Dessa forma, o peso do Estado, previsto no sistema legislativo, capitaneado pela Constituição, deve ser sentido pelos cidadãos que rompem com os limites, previstos e impostos, já que necessários à vida em sociedade. A divergência de pensamento e a defesa de sistemas políticos diferentes dos em exercício jamais poderiam ser elementos suficientes para justificar a prisão, muito menos a tortura e morte de tantos brasileiros.

Se na época da ditadura o Estado não imaginava limites a sua capacidade de restringir direitos, tanto aos cidadãos que realmente descumpriam os preceitos pactuados socialmente, como aos que simplesmente divergiam do modo de pensar dominante, nos regimes que se pretendem democráticos, o Estado, no exercício de seu papel institucional, deve existir para o cidadão cumpridor de seus deveres, unicamente para dar a contrapartida a esse cumprimento, pela disponibilização dos serviços que lhe são atribuídos. Para os que descumprem as normas estatuídas pelos seus legisladores, constituintes em mais importante lugar, o Estado deve se mostrar presente julgando e aplicando as punições devidas, previstas como necessárias à vida em sociedade.

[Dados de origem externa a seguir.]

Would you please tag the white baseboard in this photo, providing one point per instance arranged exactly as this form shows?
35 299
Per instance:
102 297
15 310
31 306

Ou seja, a vida em sociedade democrática pressupõe liberdade de pensamento e exercício absoluto de direitos, dentro das regras estabelecidas pelos legisladores constituintes, que representaram legalmente os cidadãos, a sociedade. Na ultrapassagem desse limite o Estado deve se mostrar presente. E a questão não suscita qualquer dúvida quando se analisa os casos de descumprimento que ocorrem na metade inferior da pirâmide econômico-social: ao descumprimento, a aplicação imediata da sanção.

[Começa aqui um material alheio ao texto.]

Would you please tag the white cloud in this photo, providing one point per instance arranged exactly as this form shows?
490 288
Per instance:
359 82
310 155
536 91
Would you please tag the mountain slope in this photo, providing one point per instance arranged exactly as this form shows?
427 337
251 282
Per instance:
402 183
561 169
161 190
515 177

A operação Satiagraha trouxe luz à imposição dos limites pelo Estado ao cumprimento dos deveres aos cidadãos localizados na parte superior da pirâmide. Não é de se surpreender que a imposição de limites seja mais difícil quando o seu descumpridor é alguém que detém poder econômico e político. O que suscitou a discussão e a pauta neste seminário é o fato de o próprio tribunal constitucional tentar restringir o exercício das entidades estatais na imposição desses limites: ou seja, ao descumpridor o papel de enganar e ao Estado o de investigar, processar e punir, caso se comprove o ilícito. A punição, última etapa, depende, necessariamente, das etapas anteriores, não se podendo imaginar um processo justo sem uma adequada e necessária investigação.

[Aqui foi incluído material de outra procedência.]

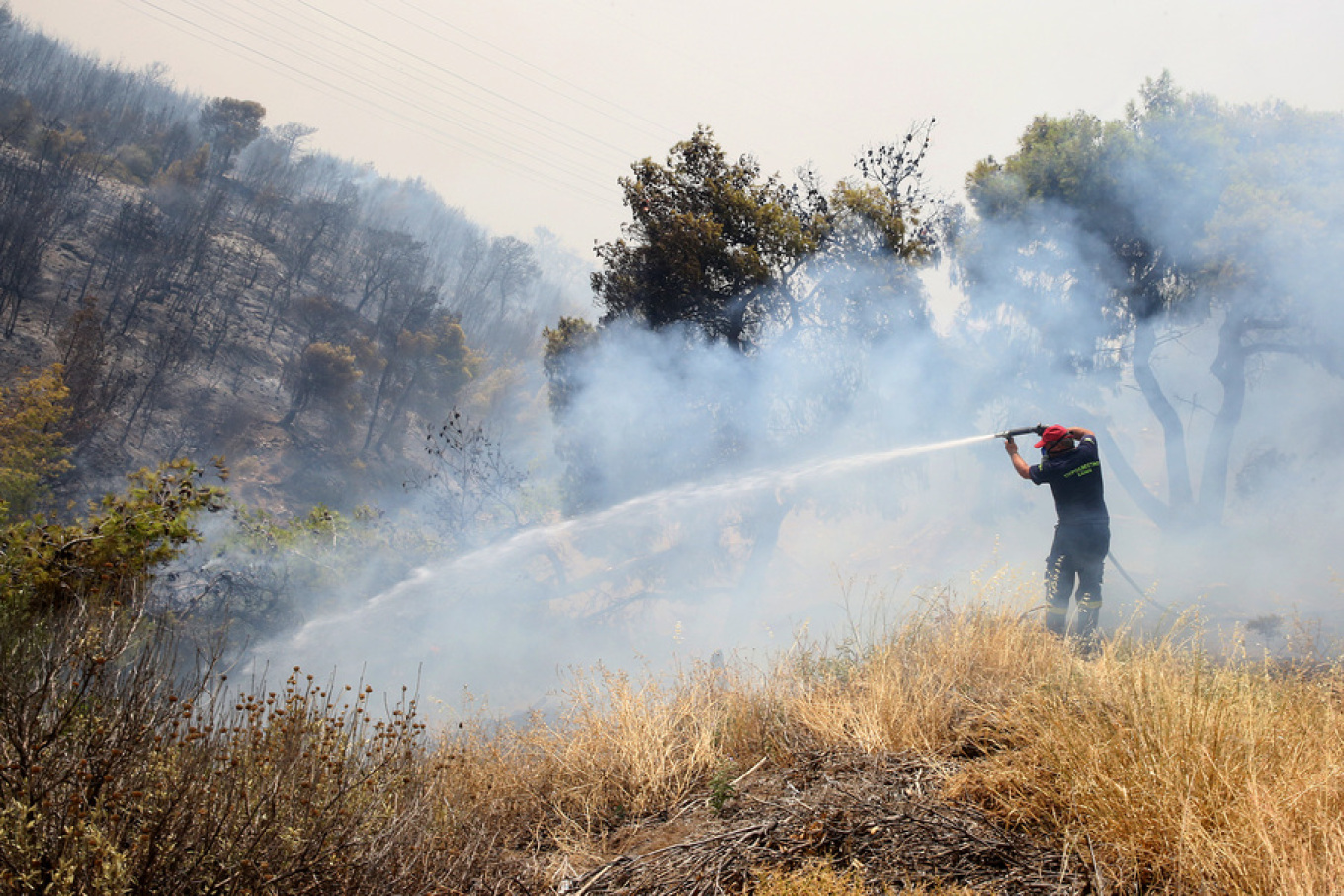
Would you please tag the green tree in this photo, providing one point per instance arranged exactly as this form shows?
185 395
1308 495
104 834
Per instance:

E, observe-se que as entidades encarregadas de fazer essa investigação e apuração dos ilícitos, caracterizadores da ultrapassagem dos limites ao exercício dos direitos e liberdades civis, não o fazem em seu próprio interesse, mas em nome da sociedade. Por isso, as entidades que zelam pelo respeito ao exercício da cidadania, dentro de seus limites, estão presentes conjuntamente na organização deste evento: Auditoria Fiscal da Receita Federal, Fiscalização do Banco Central, Ministério Público Federal e Magistratura Federal. Completo estaria o quadro se tivéssemos tido a oportunidade de convidar a representação da Polícia Federal.

Essas entidades, ao reprimir o abuso do direito, zelam pelo exercício das liberdades dos cidadãos. Seus representantes não aceitam imposição aos seus limites de investigar e apurar os ilícitos, quando esses limites não valem para toda a sociedade, senão para a parcela privilegiada, concentradora de poder político e econômico. Aceitar essa distinção seria concordar com a desmoralização das instâncias mais importantes do Estado. Se os limites à atuação dos agentes públicos de Estado se prestarem apenas à parte menos poderosa da sociedade, maculada estará a pretensão democrática de nossa vida social, baseada necessariamente nos princípios de justiça e igualdade. E estaremos dando um passo atrás, nos aproximando da época pouco memorável do regime militar e fugindo dos ideais expressos na carta de 1988.

Por isso, é salutar que entidades tão representativas na prestação dos serviços públicos estejam reunidas para defender o exercício dos direitos civis, baseadas no pressuposto de que qualquer limite aplicado a esses direitos deve valer para toda a sociedade, ou descaracterizado e desmoralizado estará o regime democrático e a constituição que lhe serve de esteio.